# Choosing a Snail?



## birdielikestomatoes (May 2, 2012)

I was thinking of adding a snail to my 5g but I am completely at a loss as to which snail to pick and once I've chosen a snail what do I feed it? (I don't have a algae infestation and my betta girls eat everything I give them. Does it eat poop? There's plenty of poop. xD) 

How does it reproduce? (Is it asexual or no? I only want one at the moment.)

How much waste do they produce? How much would I have to do water changes? 

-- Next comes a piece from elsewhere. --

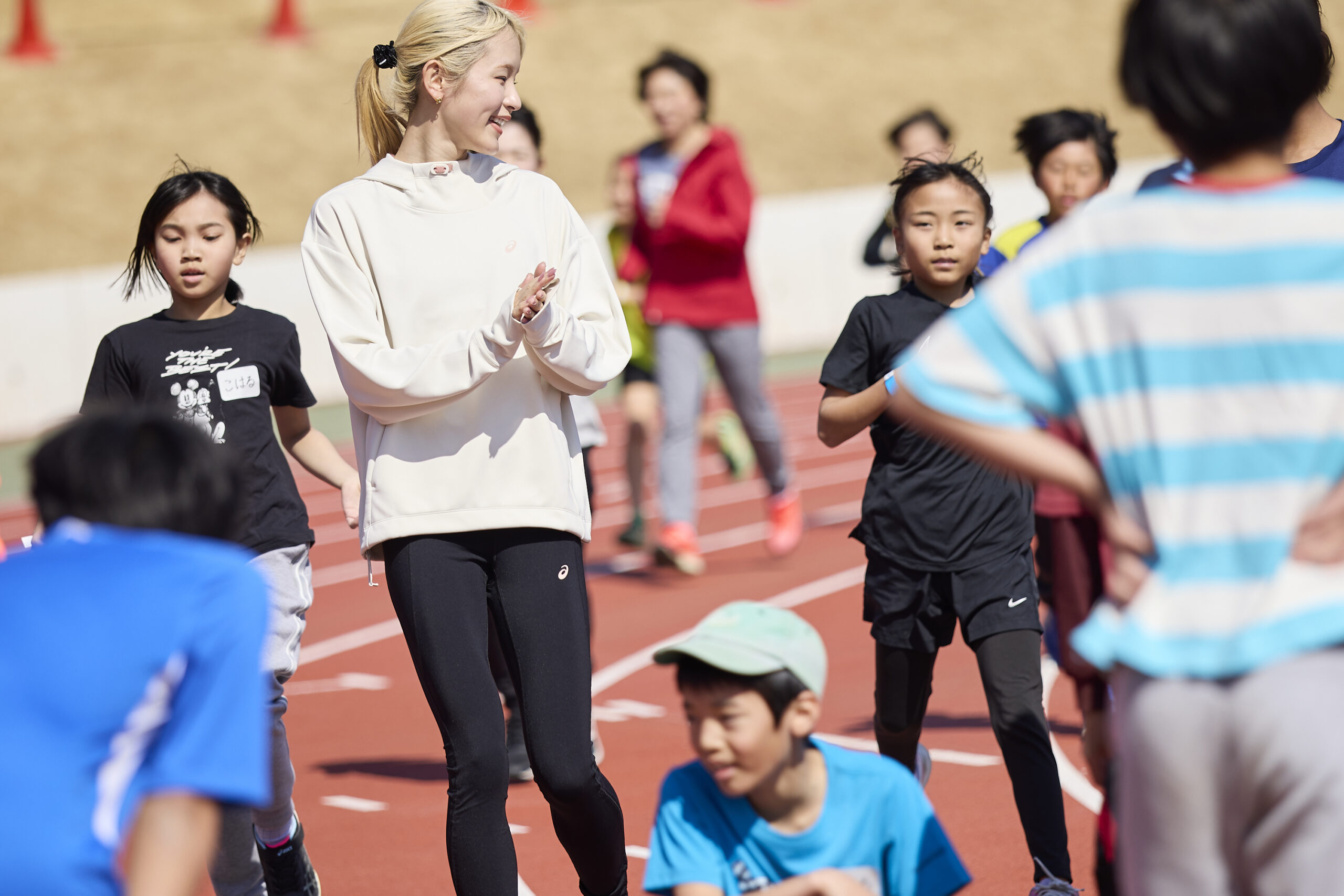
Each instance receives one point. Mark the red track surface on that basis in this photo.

Having these questions answered as well as some tips/facts would be mighty handy. I don't want to add anything to my tank without knowing a ton about it.


----------



## jman828 (Aug 15, 2011)

birdielikestomatoes said:


> I was thinking of adding a snail to my 5g but I am completely at a loss as to which snail to pick and once I've chosen a snail what do I feed it? (I don't have a algae infestation and my betta girls eat everything I give them. Does it eat poop? There's plenty of poop. xD)
> 
> How does it reproduce? (Is it asexual or no? I only want one at the moment.)
> 
> ...


Feed it algae wafers every 4 days and/or fresh veggies that sink. They are NOT assexual, there are males and females. The produce a fair amount of waste but nothing excessive, and with only one you shouldn't have to adjust your water change schedule


----------



## birdielikestomatoes (May 2, 2012)

Thank you for replying. I have heard that some are asexual like the Malaysian trump snail. Do you have any suggestions on what breed of snail I should be looking for?


----------



## Silverfang (Mar 25, 2011)

if it's got more than one betta in your 5... a nerite would be the only choice. Apple snails poop so much. They poop more in one day than my sorority did in a week.


----------



## jman828 (Aug 15, 2011)

birdielikestomatoes said:


> Thank you for replying. I have heard that some are asexual like the Malaysian trump snail. Do you have any suggestions on what breed of snail I should be looking for?


Mystery Snail
http://www.petsmart.com/product/index.jsp?productId=3954040



Silverfang said:


> if it's got more than one betta in your 5... a nerite would be the only choice. Apple snails poop so much. They poop more in one day than my sorority did in a week.


True, apple snails are bad. But a mystery would be fine


----------



## shadowpony (Apr 15, 2012)

I just wanted to warn you that petsmart doesnt feed their snails. Feed your new snail extra when you first get it


----------



## Silverfang (Mar 25, 2011)

I wouldn't got for a mystery either.


----------



## thekinetic (May 22, 2012)

Yall do realize mystery snails ARE apple snails, right?

Avoid thing like pond snails and ramshorn snails, they are asexual and will reproduce crazy fast.

Nerites are usually the snail of choice as they're algae eaters. Trumpet snails live the substrate as do assassins.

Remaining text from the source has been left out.